But a day after President Bashar al-Assad, scion of half a century of Baathist rule, offered to consider granting political freedoms, thousands marched freely in the southern city of Deraa behind the coffins of protesters gunned down by Assad’s forces.
“Freedom is ringing out!” chanted mourners for some of at least 37 people killed on Wednesday, when security agents broke up a pro-democracy encampment at a mosque in Deraa. Despite a continued heavy security presence in Deraa, close to the Jordanian border, thousands of protesters were arriving in the city from nearby villages, offering support to a movement which has tried to emulate Arab uprisings in Tunisia and Egypt.
Unrest in Deraa came to a head this week after police detained more than a dozen schoolchildren for writing graffiti against the government. In Damascus, a couple of protests by a few dozen people shouting slogans were broken up last week. On Friday, some 200 people shouted chants in support of the people in the south — “We sacrifice our blood, our soul, for you Deraa!” — before plainclothes police and other security officers moved in to arrest them.
Several hundred people yelled pro-government slogans nearby, close to Damascus’s Old City. In Deraa, before the Friday midday prayers which are the high point of social interaction in much of the Arab world, a procession of cars coursed through the streets honking horns and raising pictures of the president.

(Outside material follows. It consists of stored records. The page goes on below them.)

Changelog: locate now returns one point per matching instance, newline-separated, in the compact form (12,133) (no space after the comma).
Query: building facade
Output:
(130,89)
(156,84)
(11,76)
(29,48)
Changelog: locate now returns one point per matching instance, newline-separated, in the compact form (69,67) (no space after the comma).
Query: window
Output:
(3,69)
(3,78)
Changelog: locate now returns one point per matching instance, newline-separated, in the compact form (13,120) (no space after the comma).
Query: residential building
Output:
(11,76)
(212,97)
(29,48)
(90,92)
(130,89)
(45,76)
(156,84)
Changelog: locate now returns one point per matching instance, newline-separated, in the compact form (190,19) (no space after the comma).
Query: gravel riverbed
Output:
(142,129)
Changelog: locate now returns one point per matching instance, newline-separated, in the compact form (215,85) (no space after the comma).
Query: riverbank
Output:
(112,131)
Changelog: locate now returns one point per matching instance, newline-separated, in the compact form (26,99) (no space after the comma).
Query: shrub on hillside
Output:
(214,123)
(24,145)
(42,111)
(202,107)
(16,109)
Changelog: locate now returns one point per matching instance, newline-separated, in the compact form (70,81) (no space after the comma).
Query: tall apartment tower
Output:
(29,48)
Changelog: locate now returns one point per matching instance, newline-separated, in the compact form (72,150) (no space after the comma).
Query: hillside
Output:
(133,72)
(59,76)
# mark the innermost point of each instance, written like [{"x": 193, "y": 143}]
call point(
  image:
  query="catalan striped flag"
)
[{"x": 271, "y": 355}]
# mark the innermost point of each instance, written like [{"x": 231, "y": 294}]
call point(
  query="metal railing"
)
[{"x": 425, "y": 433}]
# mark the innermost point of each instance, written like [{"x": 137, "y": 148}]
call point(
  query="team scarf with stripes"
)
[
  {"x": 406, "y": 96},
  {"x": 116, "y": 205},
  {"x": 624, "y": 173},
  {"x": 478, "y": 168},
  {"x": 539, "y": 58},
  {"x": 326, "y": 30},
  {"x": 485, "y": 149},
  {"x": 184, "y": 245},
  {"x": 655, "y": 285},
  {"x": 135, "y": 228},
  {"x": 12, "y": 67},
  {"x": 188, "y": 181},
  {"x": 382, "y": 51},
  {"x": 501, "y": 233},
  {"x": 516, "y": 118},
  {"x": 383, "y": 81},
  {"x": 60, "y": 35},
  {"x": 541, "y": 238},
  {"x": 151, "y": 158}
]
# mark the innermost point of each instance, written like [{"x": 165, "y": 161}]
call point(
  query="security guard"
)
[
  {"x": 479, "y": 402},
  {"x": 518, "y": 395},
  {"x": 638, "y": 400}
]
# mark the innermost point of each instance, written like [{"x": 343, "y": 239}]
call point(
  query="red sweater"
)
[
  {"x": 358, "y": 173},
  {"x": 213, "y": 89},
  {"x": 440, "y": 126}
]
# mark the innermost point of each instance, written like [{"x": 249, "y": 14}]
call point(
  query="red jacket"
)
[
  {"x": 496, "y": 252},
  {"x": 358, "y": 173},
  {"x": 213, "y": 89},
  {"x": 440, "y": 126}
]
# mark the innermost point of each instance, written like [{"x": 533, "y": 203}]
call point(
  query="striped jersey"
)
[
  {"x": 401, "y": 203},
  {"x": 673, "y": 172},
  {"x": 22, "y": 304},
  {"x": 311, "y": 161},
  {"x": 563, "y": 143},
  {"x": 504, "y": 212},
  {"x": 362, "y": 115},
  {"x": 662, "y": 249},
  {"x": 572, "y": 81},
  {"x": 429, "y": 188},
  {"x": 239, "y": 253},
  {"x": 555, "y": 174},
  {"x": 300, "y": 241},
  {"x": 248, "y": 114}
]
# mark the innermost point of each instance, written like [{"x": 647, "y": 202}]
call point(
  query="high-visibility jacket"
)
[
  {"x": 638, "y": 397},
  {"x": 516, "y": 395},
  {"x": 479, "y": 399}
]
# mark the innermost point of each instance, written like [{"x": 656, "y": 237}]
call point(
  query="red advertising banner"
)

There were also pro-Assad congregations in other parts of the city. Minarets in Deraa echoed throughout the morning with the calls of imams to the faithful to attend funerals of some of the civilians killed, most of them when security forces fired on demonstrators in the mainly Sunni Muslim city on Wednesday.
A Facebook page called Syrian Revolution called on people to gather on the “Friday of Dignity” after prayers, “in all mosques, in all provinces, in the biggest squares”. But similar calls over the past two months have generated little that could threaten the grip of Assad, who succeeded his late father, Hafez al-Assad, 11 years ago at the head of a powerful elite based on their Alawite religious minority.
Bashar al-Assad promised on Thursday to look into granting Syrians greater freedoms in an attempt to defuse the outbreak of popular demands for political freedoms and an end to corruption. Despite Assad’s gesture, which included a pledge to look into ending emergency law and an offer of large public pay rises, thousands of Syrians later turned out at the Omari mosque in Deraa on Thursday to chant “freedom, revolution”.
Syrian security forces pulled out on Thursday from the mosque where several people were killed. People later converged on the mosque to celebrate its “liberation”, setting off fireworks and honking car horns. As an aide was announcing Assad would study a possible end to 48 years of emergency rule, a human rights group said a leading pro-democracy activist, Mazen Darwish, had been arrested.
On Jan 31, Assad had said there was no chance political upheavals then shaking Tunisia and Egypt would spread to Syria.